Il primo derivato si concluse pertanto con un “default”, in quanto Giacobbe fu costretto a pagare il doppio del prezzo convenuto per ottenere alla fine un “asset” inesorabilmente svalutato dal decorso del tempo. La vicenda di Giacobbe evidenzia come soltanto un adeguato controllo del mercato finanziario e un'attenta regolamentazione consentano di evitare la violazione degli accordi presi e l’insoddisfazione delle parti contraenti, rendendo così più efficienti e sicuri gli scambi, e meno frequenti i fallimenti.
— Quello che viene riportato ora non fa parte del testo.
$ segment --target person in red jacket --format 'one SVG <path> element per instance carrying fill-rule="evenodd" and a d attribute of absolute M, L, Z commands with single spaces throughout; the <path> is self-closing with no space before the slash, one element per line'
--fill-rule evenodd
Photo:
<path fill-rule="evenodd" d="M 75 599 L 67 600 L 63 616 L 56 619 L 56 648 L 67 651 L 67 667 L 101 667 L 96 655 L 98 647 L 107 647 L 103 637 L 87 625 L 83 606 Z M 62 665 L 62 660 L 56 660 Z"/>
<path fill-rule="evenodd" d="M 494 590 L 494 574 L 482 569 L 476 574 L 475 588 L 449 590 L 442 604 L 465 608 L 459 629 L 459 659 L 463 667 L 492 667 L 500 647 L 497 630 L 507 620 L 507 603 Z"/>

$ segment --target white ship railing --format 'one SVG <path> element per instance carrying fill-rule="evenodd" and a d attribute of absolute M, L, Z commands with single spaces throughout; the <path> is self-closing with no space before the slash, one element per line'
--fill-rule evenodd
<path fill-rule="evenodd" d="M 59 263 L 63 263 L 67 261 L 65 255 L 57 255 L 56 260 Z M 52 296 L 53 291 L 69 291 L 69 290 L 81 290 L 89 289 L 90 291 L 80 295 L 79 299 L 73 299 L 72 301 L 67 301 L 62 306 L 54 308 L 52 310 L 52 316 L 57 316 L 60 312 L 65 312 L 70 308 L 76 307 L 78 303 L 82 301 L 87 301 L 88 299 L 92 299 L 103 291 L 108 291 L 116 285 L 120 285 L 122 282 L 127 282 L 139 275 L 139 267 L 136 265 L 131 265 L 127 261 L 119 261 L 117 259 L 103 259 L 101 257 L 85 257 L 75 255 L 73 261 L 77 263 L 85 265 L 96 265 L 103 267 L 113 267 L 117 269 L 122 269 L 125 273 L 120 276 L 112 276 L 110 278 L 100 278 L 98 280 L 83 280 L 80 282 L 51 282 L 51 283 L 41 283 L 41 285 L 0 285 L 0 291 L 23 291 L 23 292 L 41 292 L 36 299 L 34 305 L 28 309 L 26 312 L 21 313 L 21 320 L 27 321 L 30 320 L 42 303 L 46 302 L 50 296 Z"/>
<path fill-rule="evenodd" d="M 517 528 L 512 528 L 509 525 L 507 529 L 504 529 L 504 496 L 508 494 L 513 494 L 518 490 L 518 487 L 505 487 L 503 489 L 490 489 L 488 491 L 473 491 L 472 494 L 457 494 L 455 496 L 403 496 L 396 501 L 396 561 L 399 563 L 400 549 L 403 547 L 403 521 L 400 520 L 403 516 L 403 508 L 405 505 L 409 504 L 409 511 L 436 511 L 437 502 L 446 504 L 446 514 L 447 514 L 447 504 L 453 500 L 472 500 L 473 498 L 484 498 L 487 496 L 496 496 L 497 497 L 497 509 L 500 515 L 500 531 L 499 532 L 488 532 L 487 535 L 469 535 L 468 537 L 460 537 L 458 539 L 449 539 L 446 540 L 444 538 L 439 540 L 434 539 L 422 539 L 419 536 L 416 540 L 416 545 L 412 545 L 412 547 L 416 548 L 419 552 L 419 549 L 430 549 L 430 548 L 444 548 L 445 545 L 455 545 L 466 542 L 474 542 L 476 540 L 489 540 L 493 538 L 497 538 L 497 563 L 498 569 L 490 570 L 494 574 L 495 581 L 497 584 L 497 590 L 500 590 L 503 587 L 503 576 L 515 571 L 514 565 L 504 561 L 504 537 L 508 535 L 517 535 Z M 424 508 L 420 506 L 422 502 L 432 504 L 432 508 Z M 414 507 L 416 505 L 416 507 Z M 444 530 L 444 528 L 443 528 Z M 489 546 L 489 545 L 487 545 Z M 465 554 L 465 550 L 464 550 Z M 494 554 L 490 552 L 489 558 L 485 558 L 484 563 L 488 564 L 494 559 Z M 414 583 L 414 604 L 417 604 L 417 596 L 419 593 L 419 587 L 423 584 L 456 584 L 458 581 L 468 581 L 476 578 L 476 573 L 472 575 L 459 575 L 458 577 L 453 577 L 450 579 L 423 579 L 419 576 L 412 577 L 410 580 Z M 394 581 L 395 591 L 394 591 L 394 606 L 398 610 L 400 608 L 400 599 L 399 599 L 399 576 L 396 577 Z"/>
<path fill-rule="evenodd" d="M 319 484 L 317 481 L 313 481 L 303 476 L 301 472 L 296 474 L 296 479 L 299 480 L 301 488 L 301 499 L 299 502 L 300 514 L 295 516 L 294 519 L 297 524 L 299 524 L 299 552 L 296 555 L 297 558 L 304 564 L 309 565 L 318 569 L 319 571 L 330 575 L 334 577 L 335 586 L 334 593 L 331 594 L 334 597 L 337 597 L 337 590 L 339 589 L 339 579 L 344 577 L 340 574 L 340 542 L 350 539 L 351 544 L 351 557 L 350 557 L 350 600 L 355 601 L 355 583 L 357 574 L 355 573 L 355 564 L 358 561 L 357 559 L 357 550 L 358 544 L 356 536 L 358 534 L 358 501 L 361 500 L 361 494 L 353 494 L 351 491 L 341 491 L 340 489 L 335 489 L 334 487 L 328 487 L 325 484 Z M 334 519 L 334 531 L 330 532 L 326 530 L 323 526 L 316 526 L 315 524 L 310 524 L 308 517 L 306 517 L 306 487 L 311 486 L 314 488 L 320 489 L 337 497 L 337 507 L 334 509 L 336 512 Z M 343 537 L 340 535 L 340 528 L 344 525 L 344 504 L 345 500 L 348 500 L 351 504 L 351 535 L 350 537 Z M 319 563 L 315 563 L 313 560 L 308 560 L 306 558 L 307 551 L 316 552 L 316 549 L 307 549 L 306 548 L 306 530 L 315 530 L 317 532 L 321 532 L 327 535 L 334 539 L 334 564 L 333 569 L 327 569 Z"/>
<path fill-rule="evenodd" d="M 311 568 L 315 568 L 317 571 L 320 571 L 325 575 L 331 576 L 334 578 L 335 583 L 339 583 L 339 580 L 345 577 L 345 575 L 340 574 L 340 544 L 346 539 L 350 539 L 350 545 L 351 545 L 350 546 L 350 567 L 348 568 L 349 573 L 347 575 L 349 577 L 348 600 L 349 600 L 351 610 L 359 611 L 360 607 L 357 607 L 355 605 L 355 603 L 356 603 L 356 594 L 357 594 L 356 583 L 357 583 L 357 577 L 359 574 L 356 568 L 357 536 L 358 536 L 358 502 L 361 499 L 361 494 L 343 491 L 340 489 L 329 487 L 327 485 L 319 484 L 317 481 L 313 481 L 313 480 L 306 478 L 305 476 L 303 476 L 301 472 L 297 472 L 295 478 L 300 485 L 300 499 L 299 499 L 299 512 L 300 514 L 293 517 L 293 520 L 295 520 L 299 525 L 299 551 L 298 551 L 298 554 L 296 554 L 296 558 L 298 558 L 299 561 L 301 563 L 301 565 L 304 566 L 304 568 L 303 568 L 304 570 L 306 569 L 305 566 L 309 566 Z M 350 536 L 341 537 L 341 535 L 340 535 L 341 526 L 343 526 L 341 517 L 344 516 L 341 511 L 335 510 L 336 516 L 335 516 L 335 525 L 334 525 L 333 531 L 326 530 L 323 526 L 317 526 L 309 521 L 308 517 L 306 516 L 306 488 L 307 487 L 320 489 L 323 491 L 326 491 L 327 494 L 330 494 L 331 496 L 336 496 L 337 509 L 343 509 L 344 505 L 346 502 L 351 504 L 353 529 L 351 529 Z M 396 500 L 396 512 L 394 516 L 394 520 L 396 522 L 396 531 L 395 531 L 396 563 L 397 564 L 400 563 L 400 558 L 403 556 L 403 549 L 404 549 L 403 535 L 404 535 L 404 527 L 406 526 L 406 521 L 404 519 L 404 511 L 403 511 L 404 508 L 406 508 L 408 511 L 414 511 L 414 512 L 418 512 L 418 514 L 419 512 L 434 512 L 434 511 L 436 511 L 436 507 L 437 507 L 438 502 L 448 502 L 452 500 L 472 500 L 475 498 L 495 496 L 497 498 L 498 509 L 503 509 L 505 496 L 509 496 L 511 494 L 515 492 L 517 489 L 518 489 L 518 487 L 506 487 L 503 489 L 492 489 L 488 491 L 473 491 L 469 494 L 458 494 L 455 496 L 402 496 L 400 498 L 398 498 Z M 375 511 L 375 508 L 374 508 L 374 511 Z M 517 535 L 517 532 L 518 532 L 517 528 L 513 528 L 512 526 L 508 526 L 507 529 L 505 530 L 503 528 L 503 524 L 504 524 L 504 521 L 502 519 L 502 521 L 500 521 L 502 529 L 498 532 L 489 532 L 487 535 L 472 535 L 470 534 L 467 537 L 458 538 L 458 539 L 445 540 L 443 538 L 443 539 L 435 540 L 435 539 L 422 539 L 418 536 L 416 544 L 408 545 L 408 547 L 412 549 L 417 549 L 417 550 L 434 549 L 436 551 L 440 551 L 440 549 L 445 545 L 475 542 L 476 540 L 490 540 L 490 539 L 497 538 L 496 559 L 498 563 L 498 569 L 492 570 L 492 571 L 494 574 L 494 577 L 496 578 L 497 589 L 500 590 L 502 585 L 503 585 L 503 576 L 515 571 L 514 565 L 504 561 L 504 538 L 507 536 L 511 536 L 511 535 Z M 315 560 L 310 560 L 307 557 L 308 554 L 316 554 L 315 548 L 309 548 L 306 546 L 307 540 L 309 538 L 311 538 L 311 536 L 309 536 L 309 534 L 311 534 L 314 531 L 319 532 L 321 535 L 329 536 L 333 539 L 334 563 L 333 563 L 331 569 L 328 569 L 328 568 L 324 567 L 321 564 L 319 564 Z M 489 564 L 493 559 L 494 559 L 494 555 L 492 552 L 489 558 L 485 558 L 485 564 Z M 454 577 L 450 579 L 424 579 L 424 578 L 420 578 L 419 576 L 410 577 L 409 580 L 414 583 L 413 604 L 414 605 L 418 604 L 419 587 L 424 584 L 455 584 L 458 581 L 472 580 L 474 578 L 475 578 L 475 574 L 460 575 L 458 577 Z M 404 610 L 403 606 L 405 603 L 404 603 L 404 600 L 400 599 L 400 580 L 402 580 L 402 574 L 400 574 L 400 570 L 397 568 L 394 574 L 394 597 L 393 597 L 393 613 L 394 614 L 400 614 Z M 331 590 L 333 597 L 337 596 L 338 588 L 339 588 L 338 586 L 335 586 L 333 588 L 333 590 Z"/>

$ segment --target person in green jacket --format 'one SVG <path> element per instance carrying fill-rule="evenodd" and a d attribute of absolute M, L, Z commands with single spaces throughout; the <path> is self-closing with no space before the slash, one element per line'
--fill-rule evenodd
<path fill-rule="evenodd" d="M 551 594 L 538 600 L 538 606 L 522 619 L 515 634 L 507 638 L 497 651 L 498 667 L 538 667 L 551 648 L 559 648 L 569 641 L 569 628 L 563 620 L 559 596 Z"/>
Nell’antica Grecia si ritrova un altro esempio di contratto derivato, raccontato da Aristotele (384 a.C. – 322 a.C.) con l’aneddoto dei frantoi di Talete, riportato nella “Politica”. Aristotele narra che Talete di Mileto (624 a.C. – 547 a.C.), uno degli iniziatori del pensiero filosofico dell’antica Grecia, non godeva di grande credito presso i suoi contemporanei che lo prendevano in giro per la sua povertà, chiara e lampante dimostrazione della inutilità della sua filosofia. Ma Talete aveva una vasta cultura in molti altri settori, anche scientifici, ed infatti fece fortuna, nel 580 a.C., grazie alle conoscenze in materia di astronomia che gli consentirono di prevedere, in pieno inverno, un’estate con un’abbondante produzione di olive. Convinto di ciò, Talete investì i suoi pochi risparmi e prese in affitto tutti i frantoi per la produzione dell’olio presenti a Mileto e nella vicina isola di Chio, dei quali prenotò l’utilizzo pagando un prezzo molto basso, perché era in anticipo, e successivamente, realizzatosi effettivamente il ricco raccolto di olive superiore alle aspettative, ebbe la possibilità di cedere i contratti di affitto contro un corrispettivo molto più alto, in quanto tutti avevano bisogno dei frantoi, e lucrò così il differenziale.

Talete risulta essere il protagonista di una delle più antiche testimonianze storico-letterarie di contratto di opzione “reale”, in quanto stipulò in inverno, quando la domanda era ovviamente più bassa, un’”opzione” sull’utilizzo dei frantoi in autunno, stagione di massima domanda; egli acquistò in anticipo il diritto (non l’obbligo) di poter utilizzare i frantoi a proprio piacimento e vantaggio, quasi fosse in una posizione di monopolio. Nella storia narrata da Aristotele, il valore dell’opzione è dato dalla somma di denaro (i risparmi di una vita) che Talete paga in anticipo ai proprietari dei frantoi, che dipende ovvero “deriva” dal valore dell’attività sottostante (prezzo di noleggio dei frantoi); alla scadenza dell’opzione, maturata la ricca stagione del raccolto, Talete ha il diritto di utilizzare i frantoi al canone tradizionale, ma preferisce cedere l’utilizzo dei torchi spuntando un prezzo superiore, spinto dalla forte domanda di mercato.